Some of these are quite understandable, such as extreme forms of child abuse, loss of privacy making life easier for stalkers and the internet fueling extreme forms of cruelty, are understandable. Such opinions are in keeping with his mission as a writer, although they do tire the reader at times. Many, such as the gentrification and changes in New York City, are in keeping with the characters and their world, although they too go on a bit too long. Yet others, such as the stupidity of "wasting your vote" by voting for the Greens, just seem a bit ranty and, for lack of a better term, childish.
Finally, the odd thing about Vachss' book is that he often rails against people who work on his causes but not in the way he wishes (i.e. he criticizes the sex offender registries and amber alerts) or on related causes instead of the ones he wants them to (people who work to publicize human trafficking of adults instead of child abuse). Now. for the record, although we've never met, I believe Vachss' heart is in the right place and his commitment to his causes unmistakeable. And having spent time working on and around child abuse issues from various sides, including at times the side of false accusations, these things do eat at a person. There is a concept floating around called "secondary traumatization," which refers to the way in which a person becomes traumatized by frequent exposure to working with people who have been traumatized or even frequent exposure to reports of trauma. Therefore it is understandable that Vachss will occasionally lash out.

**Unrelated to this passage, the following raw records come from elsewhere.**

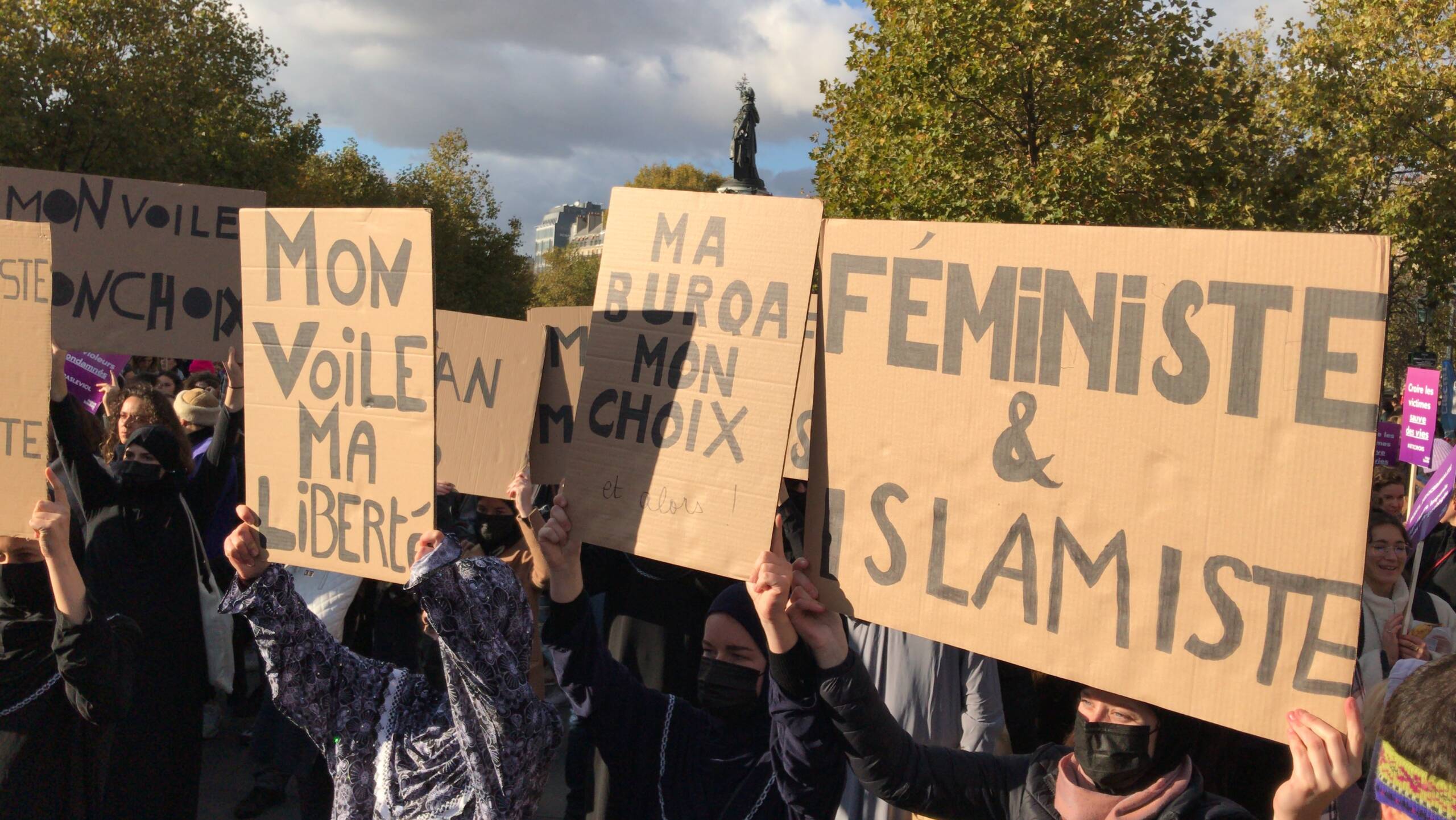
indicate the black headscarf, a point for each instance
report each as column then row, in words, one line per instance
column 27, row 627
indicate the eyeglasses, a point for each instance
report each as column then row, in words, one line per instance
column 1384, row 547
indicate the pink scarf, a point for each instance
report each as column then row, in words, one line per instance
column 1078, row 800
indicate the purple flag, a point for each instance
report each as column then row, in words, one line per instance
column 1387, row 444
column 1430, row 504
column 1418, row 415
column 85, row 370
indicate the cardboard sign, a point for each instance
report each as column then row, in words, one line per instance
column 341, row 402
column 25, row 314
column 685, row 404
column 1387, row 443
column 86, row 370
column 567, row 329
column 797, row 458
column 1418, row 415
column 142, row 269
column 1094, row 451
column 487, row 376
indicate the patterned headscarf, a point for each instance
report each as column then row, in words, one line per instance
column 1411, row 790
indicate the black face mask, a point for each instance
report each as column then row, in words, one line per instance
column 136, row 475
column 497, row 532
column 28, row 587
column 727, row 691
column 1116, row 758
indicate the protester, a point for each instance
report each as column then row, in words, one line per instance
column 478, row 748
column 66, row 675
column 1416, row 768
column 1129, row 759
column 1388, row 491
column 749, row 752
column 144, row 560
column 1384, row 600
column 941, row 695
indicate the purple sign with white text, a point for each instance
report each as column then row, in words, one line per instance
column 1387, row 444
column 1418, row 415
column 86, row 370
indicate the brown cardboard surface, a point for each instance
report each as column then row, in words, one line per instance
column 341, row 402
column 797, row 456
column 567, row 331
column 144, row 269
column 1136, row 528
column 487, row 376
column 719, row 283
column 25, row 314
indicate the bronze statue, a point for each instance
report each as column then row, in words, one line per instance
column 744, row 139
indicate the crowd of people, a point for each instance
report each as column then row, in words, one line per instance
column 146, row 607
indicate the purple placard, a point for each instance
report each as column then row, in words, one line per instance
column 85, row 370
column 1387, row 443
column 1430, row 504
column 1418, row 415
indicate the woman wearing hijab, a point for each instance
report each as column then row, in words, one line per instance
column 478, row 748
column 142, row 560
column 66, row 675
column 1384, row 638
column 747, row 752
column 1129, row 759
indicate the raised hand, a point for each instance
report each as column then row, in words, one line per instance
column 1327, row 762
column 245, row 548
column 51, row 522
column 769, row 586
column 817, row 625
column 562, row 553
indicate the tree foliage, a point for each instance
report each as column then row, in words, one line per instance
column 567, row 279
column 155, row 89
column 685, row 176
column 1047, row 111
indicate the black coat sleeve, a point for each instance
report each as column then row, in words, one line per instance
column 925, row 780
column 97, row 660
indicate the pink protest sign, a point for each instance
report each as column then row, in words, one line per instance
column 85, row 370
column 1387, row 444
column 1418, row 415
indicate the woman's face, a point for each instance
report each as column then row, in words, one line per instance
column 1391, row 498
column 1385, row 555
column 133, row 415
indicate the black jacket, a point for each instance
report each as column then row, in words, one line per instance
column 956, row 784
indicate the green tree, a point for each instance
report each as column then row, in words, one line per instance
column 1372, row 94
column 567, row 279
column 1049, row 111
column 478, row 269
column 676, row 178
column 158, row 89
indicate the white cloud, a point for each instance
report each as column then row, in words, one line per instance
column 561, row 101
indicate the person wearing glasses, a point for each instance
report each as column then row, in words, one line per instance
column 1384, row 638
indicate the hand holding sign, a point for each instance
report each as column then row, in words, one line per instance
column 245, row 548
column 771, row 586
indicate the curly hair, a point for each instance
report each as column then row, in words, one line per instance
column 156, row 408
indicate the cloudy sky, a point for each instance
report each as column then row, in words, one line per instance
column 564, row 100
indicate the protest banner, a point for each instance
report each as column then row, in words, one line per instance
column 1387, row 443
column 797, row 456
column 685, row 401
column 88, row 372
column 567, row 331
column 1091, row 451
column 144, row 269
column 25, row 314
column 1418, row 415
column 341, row 402
column 487, row 375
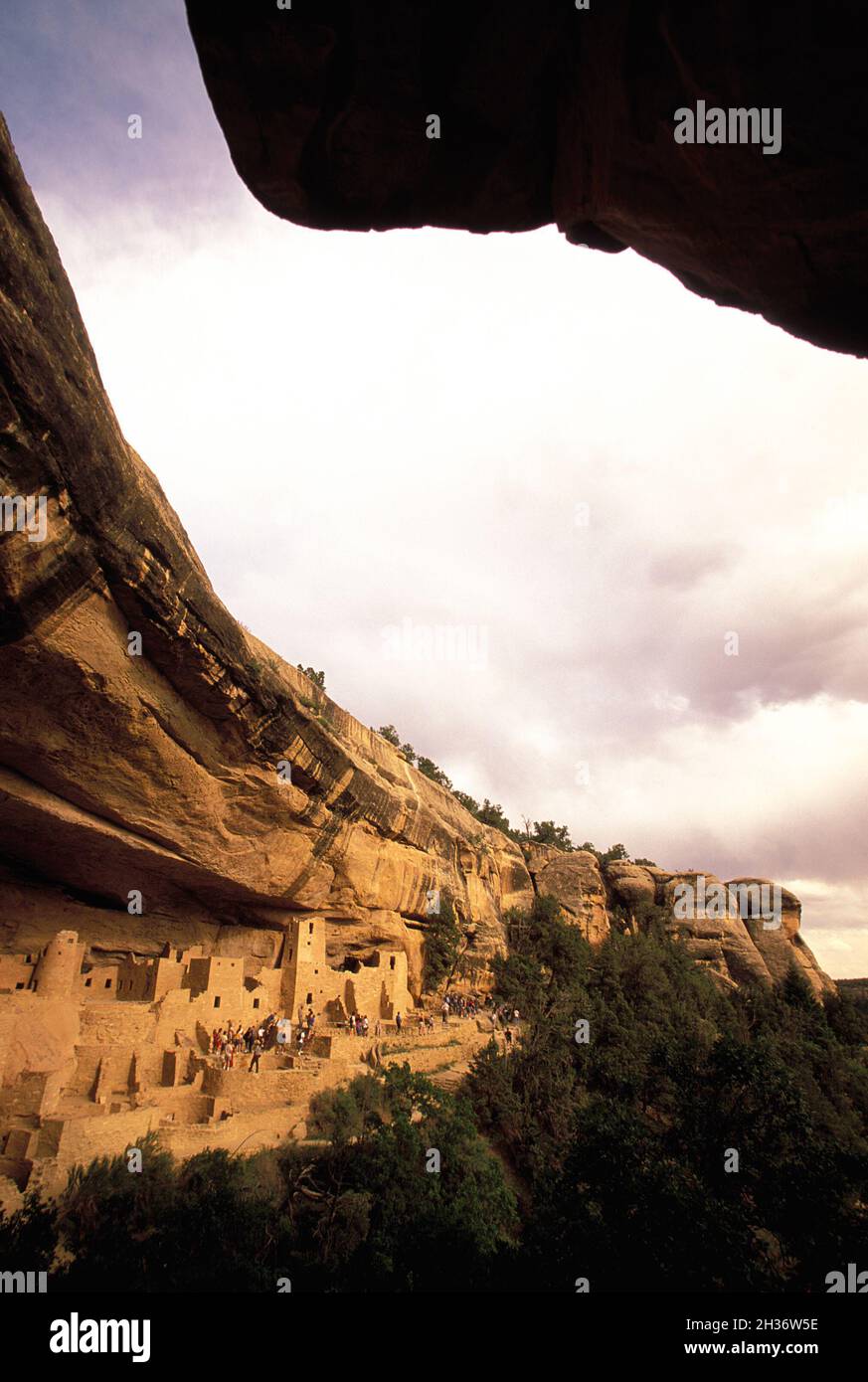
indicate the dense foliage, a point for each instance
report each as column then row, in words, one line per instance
column 602, row 1150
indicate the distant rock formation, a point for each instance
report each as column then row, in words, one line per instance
column 736, row 947
column 552, row 113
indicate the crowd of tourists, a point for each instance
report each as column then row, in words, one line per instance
column 229, row 1044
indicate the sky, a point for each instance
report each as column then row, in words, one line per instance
column 594, row 545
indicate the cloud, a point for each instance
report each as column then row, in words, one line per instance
column 564, row 449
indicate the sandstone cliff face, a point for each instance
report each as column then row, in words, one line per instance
column 552, row 113
column 577, row 882
column 206, row 775
column 159, row 773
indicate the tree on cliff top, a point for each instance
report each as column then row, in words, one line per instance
column 546, row 832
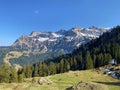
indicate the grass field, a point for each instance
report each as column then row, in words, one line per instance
column 65, row 80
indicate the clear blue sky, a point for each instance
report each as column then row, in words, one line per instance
column 19, row 17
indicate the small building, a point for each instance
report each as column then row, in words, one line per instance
column 113, row 62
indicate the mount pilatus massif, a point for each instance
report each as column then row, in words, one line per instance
column 64, row 41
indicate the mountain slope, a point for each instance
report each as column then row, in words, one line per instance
column 65, row 41
column 40, row 46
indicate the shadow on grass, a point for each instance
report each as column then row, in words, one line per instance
column 109, row 83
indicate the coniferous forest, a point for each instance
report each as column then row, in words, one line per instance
column 96, row 53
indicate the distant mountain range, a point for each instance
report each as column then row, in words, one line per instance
column 39, row 46
column 64, row 41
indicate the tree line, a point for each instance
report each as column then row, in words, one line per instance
column 96, row 53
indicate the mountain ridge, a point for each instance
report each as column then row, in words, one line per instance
column 65, row 40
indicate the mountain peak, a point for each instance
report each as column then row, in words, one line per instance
column 66, row 40
column 35, row 33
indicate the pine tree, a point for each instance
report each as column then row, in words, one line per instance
column 89, row 62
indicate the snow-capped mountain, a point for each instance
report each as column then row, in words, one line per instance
column 63, row 40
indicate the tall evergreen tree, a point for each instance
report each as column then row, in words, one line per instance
column 89, row 62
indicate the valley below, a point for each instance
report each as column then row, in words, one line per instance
column 67, row 80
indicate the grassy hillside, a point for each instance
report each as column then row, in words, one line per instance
column 65, row 80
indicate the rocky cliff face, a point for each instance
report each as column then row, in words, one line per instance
column 62, row 41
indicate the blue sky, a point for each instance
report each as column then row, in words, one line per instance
column 19, row 17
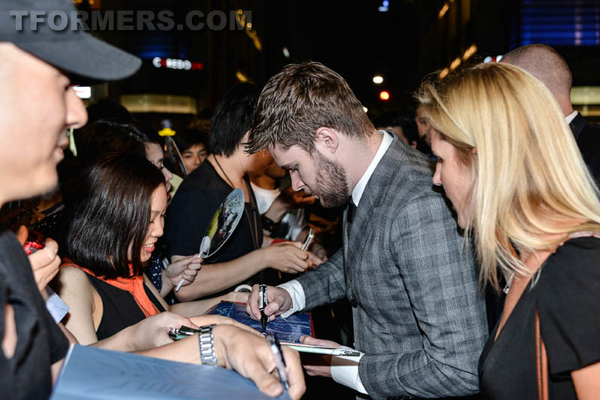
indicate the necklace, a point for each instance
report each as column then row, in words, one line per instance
column 509, row 283
column 253, row 224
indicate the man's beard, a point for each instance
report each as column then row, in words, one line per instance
column 331, row 185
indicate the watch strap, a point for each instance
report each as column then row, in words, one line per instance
column 207, row 345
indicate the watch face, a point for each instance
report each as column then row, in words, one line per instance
column 207, row 345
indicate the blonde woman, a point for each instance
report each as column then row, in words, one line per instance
column 512, row 170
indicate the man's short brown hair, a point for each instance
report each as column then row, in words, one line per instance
column 301, row 99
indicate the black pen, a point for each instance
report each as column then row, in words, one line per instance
column 262, row 303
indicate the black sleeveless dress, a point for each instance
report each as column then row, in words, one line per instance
column 120, row 308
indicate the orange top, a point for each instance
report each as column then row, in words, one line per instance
column 134, row 285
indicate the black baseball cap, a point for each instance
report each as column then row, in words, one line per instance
column 70, row 49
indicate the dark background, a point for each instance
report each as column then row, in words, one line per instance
column 412, row 39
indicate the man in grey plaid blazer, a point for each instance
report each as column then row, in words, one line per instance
column 419, row 317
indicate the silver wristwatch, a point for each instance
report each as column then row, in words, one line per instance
column 207, row 345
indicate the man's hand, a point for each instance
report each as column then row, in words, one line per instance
column 318, row 365
column 251, row 356
column 153, row 331
column 286, row 257
column 279, row 302
column 45, row 263
column 319, row 251
column 211, row 319
column 185, row 268
column 295, row 199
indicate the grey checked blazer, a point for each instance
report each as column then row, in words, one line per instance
column 418, row 313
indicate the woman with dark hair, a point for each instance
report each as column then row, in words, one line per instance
column 111, row 231
column 243, row 257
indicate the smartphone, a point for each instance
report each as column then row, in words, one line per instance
column 308, row 240
column 35, row 241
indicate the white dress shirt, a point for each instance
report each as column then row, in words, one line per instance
column 569, row 118
column 344, row 370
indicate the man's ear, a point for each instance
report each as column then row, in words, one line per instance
column 327, row 140
column 246, row 137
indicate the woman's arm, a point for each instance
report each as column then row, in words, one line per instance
column 587, row 381
column 74, row 288
column 194, row 308
column 213, row 278
column 198, row 307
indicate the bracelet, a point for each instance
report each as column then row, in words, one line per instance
column 207, row 345
column 269, row 224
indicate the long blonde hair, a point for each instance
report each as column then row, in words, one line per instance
column 529, row 180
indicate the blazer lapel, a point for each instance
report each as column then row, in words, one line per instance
column 371, row 200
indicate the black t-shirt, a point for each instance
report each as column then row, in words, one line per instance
column 567, row 297
column 189, row 214
column 40, row 342
column 119, row 309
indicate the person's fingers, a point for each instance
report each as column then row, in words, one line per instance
column 265, row 382
column 51, row 245
column 252, row 304
column 22, row 234
column 295, row 374
column 272, row 308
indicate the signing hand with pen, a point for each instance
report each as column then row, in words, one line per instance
column 279, row 301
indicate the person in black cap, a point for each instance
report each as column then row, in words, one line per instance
column 36, row 109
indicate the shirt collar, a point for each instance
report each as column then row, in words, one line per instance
column 362, row 183
column 571, row 117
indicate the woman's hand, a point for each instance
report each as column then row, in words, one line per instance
column 287, row 257
column 185, row 268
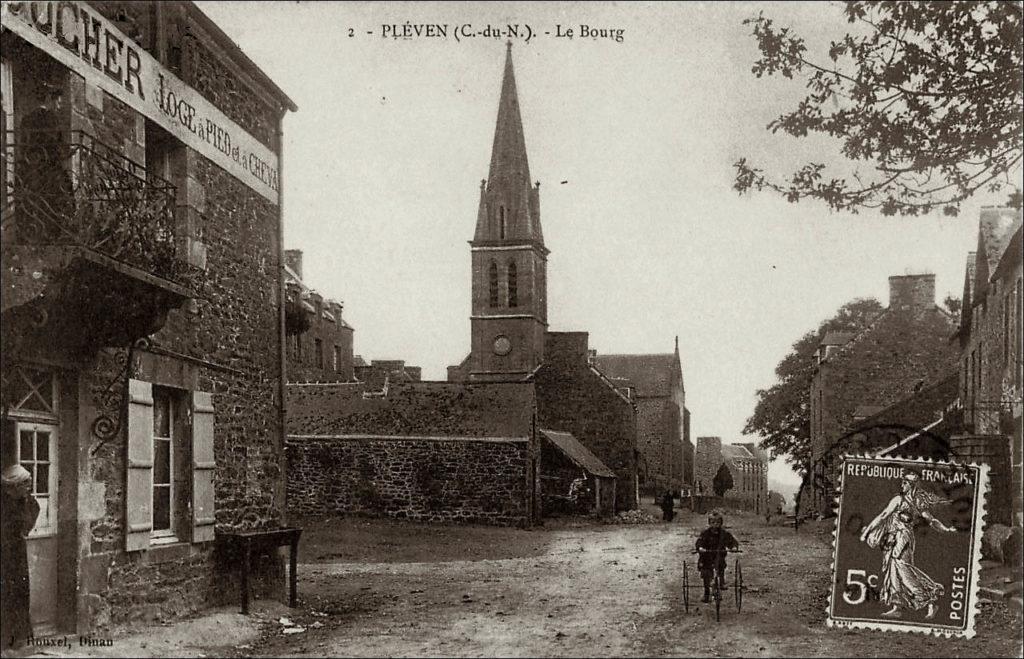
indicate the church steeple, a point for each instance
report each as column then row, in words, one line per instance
column 510, row 280
column 509, row 202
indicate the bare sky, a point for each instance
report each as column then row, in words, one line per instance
column 633, row 143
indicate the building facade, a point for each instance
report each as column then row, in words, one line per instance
column 320, row 342
column 509, row 337
column 905, row 349
column 749, row 466
column 655, row 385
column 142, row 306
column 990, row 360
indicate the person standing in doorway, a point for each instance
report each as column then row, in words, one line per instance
column 19, row 511
column 667, row 507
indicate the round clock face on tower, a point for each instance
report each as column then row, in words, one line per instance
column 502, row 345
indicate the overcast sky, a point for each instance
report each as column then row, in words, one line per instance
column 633, row 143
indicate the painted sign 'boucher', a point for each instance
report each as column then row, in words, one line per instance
column 78, row 37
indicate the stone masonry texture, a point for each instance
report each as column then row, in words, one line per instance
column 232, row 323
column 576, row 398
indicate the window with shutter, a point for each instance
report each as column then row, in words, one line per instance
column 204, row 468
column 138, row 490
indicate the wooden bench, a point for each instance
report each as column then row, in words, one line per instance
column 244, row 544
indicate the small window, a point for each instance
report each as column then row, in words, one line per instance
column 37, row 453
column 513, row 286
column 167, row 439
column 493, row 280
column 160, row 147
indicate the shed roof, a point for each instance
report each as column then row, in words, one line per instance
column 649, row 375
column 571, row 448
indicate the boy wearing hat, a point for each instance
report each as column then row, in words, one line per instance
column 19, row 512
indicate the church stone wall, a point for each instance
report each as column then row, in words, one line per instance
column 426, row 480
column 573, row 398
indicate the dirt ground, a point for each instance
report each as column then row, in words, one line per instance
column 377, row 588
column 388, row 588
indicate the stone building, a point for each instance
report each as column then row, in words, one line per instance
column 748, row 466
column 380, row 372
column 526, row 426
column 905, row 349
column 509, row 335
column 433, row 451
column 142, row 304
column 320, row 342
column 916, row 426
column 654, row 383
column 990, row 360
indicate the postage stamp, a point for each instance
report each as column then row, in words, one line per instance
column 907, row 546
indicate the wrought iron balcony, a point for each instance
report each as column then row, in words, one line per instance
column 67, row 188
column 89, row 252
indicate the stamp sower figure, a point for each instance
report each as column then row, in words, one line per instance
column 712, row 546
column 667, row 507
column 903, row 584
column 19, row 510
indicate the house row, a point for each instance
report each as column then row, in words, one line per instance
column 170, row 380
column 142, row 305
column 741, row 471
column 924, row 382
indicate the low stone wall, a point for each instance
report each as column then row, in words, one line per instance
column 468, row 481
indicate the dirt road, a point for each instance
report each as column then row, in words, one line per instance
column 587, row 590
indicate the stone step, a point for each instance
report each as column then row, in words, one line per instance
column 1001, row 590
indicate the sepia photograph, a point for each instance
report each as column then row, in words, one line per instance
column 516, row 328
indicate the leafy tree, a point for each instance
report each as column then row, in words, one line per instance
column 929, row 93
column 722, row 482
column 781, row 416
column 953, row 305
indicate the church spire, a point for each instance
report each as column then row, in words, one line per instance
column 510, row 210
column 508, row 155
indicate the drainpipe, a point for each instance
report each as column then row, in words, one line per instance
column 282, row 346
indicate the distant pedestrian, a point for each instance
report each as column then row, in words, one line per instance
column 667, row 507
column 19, row 512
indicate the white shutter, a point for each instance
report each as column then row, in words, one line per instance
column 138, row 492
column 204, row 467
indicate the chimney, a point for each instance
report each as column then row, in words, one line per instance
column 293, row 259
column 913, row 293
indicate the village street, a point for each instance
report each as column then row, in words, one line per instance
column 368, row 587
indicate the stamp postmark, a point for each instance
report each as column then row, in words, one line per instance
column 907, row 545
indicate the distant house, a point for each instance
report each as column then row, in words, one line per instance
column 320, row 342
column 905, row 349
column 916, row 426
column 749, row 466
column 655, row 384
column 990, row 360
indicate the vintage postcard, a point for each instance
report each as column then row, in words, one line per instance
column 907, row 545
column 511, row 328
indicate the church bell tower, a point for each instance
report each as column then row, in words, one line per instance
column 510, row 282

However, let me go on record here. I do not agree that everything Vachss believes in or every sort of abuse he includes in his novels is true. I do not, for instance, believe in Satanic Ritual Abuse (neither does the FBI, by the way). I do not believe in repressed and later recovered memories (nor do competent psychologists these day) and I believe that when Multiple Personality Disorder does exist it exist due to the coaching of incompetent therapists. Therefore I see it as socially irresponsible the way in which Vachss encourages people to believe in things for which the evidence simply is not there and then to encourage people to act on these beliefs.
Of course, he is not alone in this, but by encouraging such behavior he is going to unleash pointless child abuse programs and waste resources that could be better spent on programs that work more directly to effectively prevent child abuse either directly or indirectly (Since there is a direct correlation between child abuse and neglect and poverty, programs to reduce poverty would reduce child abuse and neglect. This, however, is not mentioned in Vachss' books, where the issues are more simple and the primary cause of child abuse seems to be human evil.)
My thoughts, "Terminal" is far from Vachss' best work. I found the plot confusing and disjointed. The authors rants were irritating and distracting. Vachss, however, is a skilled writer. I admire his early work.
I should probably get out my copy of "Two Trains Running" (a non-Burke novel that unlike many of Vachss' books is written in third person, includes shifting points of view and actual chapters) and give it another try.